New fee schedule for webstreaming RIAA tracks

According to Kurt Hanson, webstreaming audio tracks whose copyright is held by clients of the Recording Industry Association of America (what I’ll call “RIAA tracks”) just became a lot more expensive.

In a new fee schedule (effective retroactively to the start of 2006), online radio stations playing RIAA tracks now have to pay $0.0011 per song-per listener (also known as a “performance”). This means that the RIAA track webcaster has to figure out how many downloads of the song there were and pay that times $0.0011 every month this year.
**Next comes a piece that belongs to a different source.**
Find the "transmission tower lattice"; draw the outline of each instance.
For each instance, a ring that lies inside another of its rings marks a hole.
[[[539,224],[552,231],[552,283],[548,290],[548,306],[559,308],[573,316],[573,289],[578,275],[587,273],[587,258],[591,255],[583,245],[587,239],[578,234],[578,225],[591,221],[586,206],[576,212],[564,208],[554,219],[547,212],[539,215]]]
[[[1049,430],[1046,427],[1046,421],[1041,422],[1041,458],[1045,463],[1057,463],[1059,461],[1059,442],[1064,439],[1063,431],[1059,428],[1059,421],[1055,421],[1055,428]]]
Next year and every year through 2010 this fee will go up, according to the current fee schedule:

2006 $.0008 per performance
2007 $.0011 per performance
2008 $.0014 per performance
2009 $.0018 per performance
2010 $.0019 per performance

And no RIAA track webcaster pays less than $500/month; that’s the new minimum payment in this scheme.

I’m not sure if this is in addition to or a replacement for the content restrictions which prevent playing songs from the same artist more than a certain number of times in a row, or in a 3-hour period, and so on. But perhaps that doesn’t matter—it’s not hard to see how the new fee schedule makes webcasting RIAA tracks completely unaffordable. Just run some sample calculations out to 1 year and watch the fees add up beyond what small stations (individuals and small volunteer outfits) can afford to pay.
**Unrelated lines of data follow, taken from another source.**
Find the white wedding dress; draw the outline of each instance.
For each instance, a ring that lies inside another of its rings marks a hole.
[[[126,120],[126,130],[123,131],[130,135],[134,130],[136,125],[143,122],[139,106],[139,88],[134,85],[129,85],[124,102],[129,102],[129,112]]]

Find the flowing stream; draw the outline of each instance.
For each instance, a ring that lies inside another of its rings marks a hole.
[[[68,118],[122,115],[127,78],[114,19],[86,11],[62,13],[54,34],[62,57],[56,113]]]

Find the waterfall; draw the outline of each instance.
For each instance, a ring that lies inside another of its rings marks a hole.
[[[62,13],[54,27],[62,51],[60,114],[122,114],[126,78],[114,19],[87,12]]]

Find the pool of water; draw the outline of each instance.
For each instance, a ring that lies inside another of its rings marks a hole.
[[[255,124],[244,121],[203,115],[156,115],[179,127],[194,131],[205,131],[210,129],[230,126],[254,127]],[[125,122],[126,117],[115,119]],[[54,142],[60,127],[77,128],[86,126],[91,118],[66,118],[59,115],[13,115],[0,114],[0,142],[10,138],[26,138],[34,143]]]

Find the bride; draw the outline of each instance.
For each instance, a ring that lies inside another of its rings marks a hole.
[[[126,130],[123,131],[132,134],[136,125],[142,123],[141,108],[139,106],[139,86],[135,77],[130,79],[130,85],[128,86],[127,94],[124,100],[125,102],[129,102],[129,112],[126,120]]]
And then there’s the question raised any time webcasting with the RIAA comes up: Webcasters should take on all of this complexity, cost, and hassle so they can do business with an organization that treats people so shabbily?
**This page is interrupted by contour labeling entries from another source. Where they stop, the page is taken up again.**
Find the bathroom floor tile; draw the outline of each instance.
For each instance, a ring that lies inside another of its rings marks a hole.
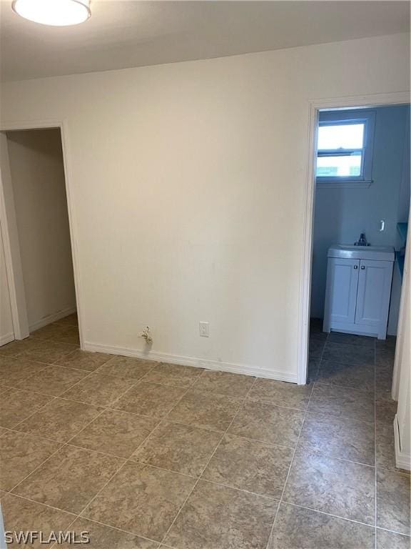
[[[196,479],[127,463],[83,512],[83,516],[161,541]]]
[[[141,382],[123,395],[114,407],[151,417],[163,417],[185,392],[178,387]]]
[[[64,446],[14,493],[79,513],[123,463],[117,458]]]
[[[17,357],[23,352],[29,351],[31,349],[38,347],[41,345],[41,342],[34,337],[26,337],[25,340],[15,340],[6,345],[0,347],[0,356],[1,357]]]
[[[68,343],[60,343],[51,340],[46,341],[36,340],[36,344],[29,350],[24,351],[22,356],[29,360],[53,364],[66,355],[73,352],[76,348],[76,345]]]
[[[373,395],[345,387],[316,383],[308,410],[355,421],[374,422]]]
[[[86,545],[87,549],[157,549],[158,548],[158,544],[156,541],[150,541],[133,534],[121,532],[86,518],[76,518],[70,527],[70,530],[74,532],[88,533],[90,543]],[[73,544],[70,543],[59,545],[61,549],[73,549]]]
[[[88,375],[81,370],[46,366],[19,385],[20,389],[58,397]]]
[[[329,343],[339,343],[345,345],[360,345],[374,350],[375,338],[367,335],[355,335],[354,334],[343,334],[340,332],[331,332],[328,336]]]
[[[254,380],[255,377],[250,375],[205,370],[197,380],[195,389],[231,397],[245,397]]]
[[[106,410],[83,429],[70,444],[129,458],[158,424],[158,420]]]
[[[375,366],[380,368],[392,368],[395,360],[395,347],[377,346],[375,349]]]
[[[272,444],[294,447],[305,412],[265,402],[244,403],[228,432]]]
[[[178,549],[265,549],[278,502],[200,480],[165,539]]]
[[[0,384],[15,387],[30,376],[41,372],[45,367],[45,364],[33,362],[26,359],[0,356]]]
[[[135,384],[134,380],[93,372],[61,396],[86,404],[111,406]]]
[[[283,498],[286,503],[373,525],[374,496],[374,468],[298,450]]]
[[[139,380],[153,370],[156,364],[153,360],[142,360],[132,357],[113,357],[100,366],[96,373]]]
[[[171,410],[168,419],[225,431],[238,410],[240,402],[240,399],[234,397],[191,390]]]
[[[279,500],[293,452],[283,446],[225,435],[202,478]]]
[[[163,422],[131,459],[192,476],[200,476],[221,440],[221,433]]]
[[[113,358],[113,355],[106,355],[103,352],[88,352],[77,349],[69,355],[65,355],[59,358],[56,364],[68,368],[93,372],[111,358]]]
[[[30,335],[39,340],[58,340],[59,336],[64,333],[68,327],[70,327],[63,324],[52,322],[51,324],[43,326],[41,328],[39,328],[39,330],[34,330],[34,332],[31,332]],[[78,332],[78,330],[77,332]]]
[[[318,377],[318,370],[320,369],[320,360],[315,359],[309,359],[308,360],[308,375],[307,377],[307,382],[311,383],[313,381],[317,381]]]
[[[322,360],[317,380],[320,383],[368,391],[374,393],[374,366],[342,364]]]
[[[60,445],[51,440],[9,431],[0,438],[0,488],[11,490]]]
[[[202,372],[203,368],[161,362],[144,377],[144,381],[188,388],[195,383]]]
[[[77,313],[73,312],[71,315],[68,315],[66,317],[64,317],[59,320],[56,320],[55,324],[64,324],[68,326],[78,326]]]
[[[323,357],[326,338],[310,337],[308,357],[310,360],[320,360]]]
[[[374,465],[374,425],[309,412],[304,421],[298,447]]]
[[[93,420],[103,408],[56,398],[16,428],[59,442],[66,442]]]
[[[297,385],[284,381],[258,379],[250,391],[249,400],[305,410],[308,405],[313,384]]]
[[[374,549],[374,528],[281,503],[267,549]]]
[[[14,538],[16,547],[30,547],[33,549],[51,547],[54,542],[45,543],[46,540],[52,539],[51,533],[65,532],[75,518],[74,515],[66,511],[35,503],[13,494],[8,494],[1,500],[1,510],[6,530],[41,533],[42,543],[41,540],[36,540],[30,545],[19,544]],[[14,547],[14,543],[11,546]]]
[[[38,392],[11,390],[0,399],[0,425],[15,427],[54,398]]]
[[[377,526],[410,535],[410,475],[377,470]]]
[[[80,345],[80,336],[78,335],[78,328],[77,326],[64,326],[64,330],[59,332],[54,337],[55,341],[61,343],[71,343],[72,345]]]
[[[359,364],[373,366],[375,352],[374,348],[363,345],[347,345],[330,343],[327,341],[323,354],[323,360],[342,364]]]
[[[395,470],[395,442],[394,425],[384,425],[375,431],[375,459],[377,467]]]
I know that many artists don’t see the harm in signing with an RIAA client. They think it will be their path to riches even though it’s far more likely they’ll have to make albums just to pay off the label/loan shark. This fee schedule, written at the behest of the RIAA, does not benefit artists. Read the definition of “performance” closely and you’ll see the incentive to play fewer RIAA tracks and webcast to fewer people. I suggest that artists record and distribute their own work online, and retain the copyright to their songs as well as their recordings. Artists are often less popular than they’d like to be, so it’s better to retain copyright power than to sign it over to a label. Artists who still want to work with the RIAA through their label should advocate for a small uniform fee anyone can pay the RIAA in exchange for distribution rights in any medium. If the fee is small it will encourage compliance and more fees will be paid to the RIAA (I’ll be surprised if a dime of this money goes to any but the most popular artists who need the money the least, but more exposure is an indirect benefit). I’m guessing this is where things are headed and once again we’ll (as Cory Doctorow once put it) drag the RIAA “kicking and screaming to the money tree”.

2 thoughts on “New fee schedule for webstreaming RIAA tracks

  1. It’s surprising how the numbers add up. I did a Fermi estimate based on my (undoubtedly flawed) picture WEFT:

    $0.0015 fee per song
    1,000 streaming listeners
    8 songs per hour
    16 hours a day of streamable programming
    30 days a month

    == $5,760/mo in fees

    Their minimum fee of $500/mo gives you a paltry 11,000 track plays per day. I figure I listen to about 60 songs a day; $500/mo would buy an audience of under 200.

  2. Hello folks who know much more about this than I do –

    If it’s true that these fees do not apply to a community broadcaster like WEFT, could someone estimate what we would have to pay? The reference I was given is

    http://stations.cpb.org/musicrights/

    If these fees do not apply to us, or if we’d be looking at $500/year, let’s
    look forward to WEFT webcasting!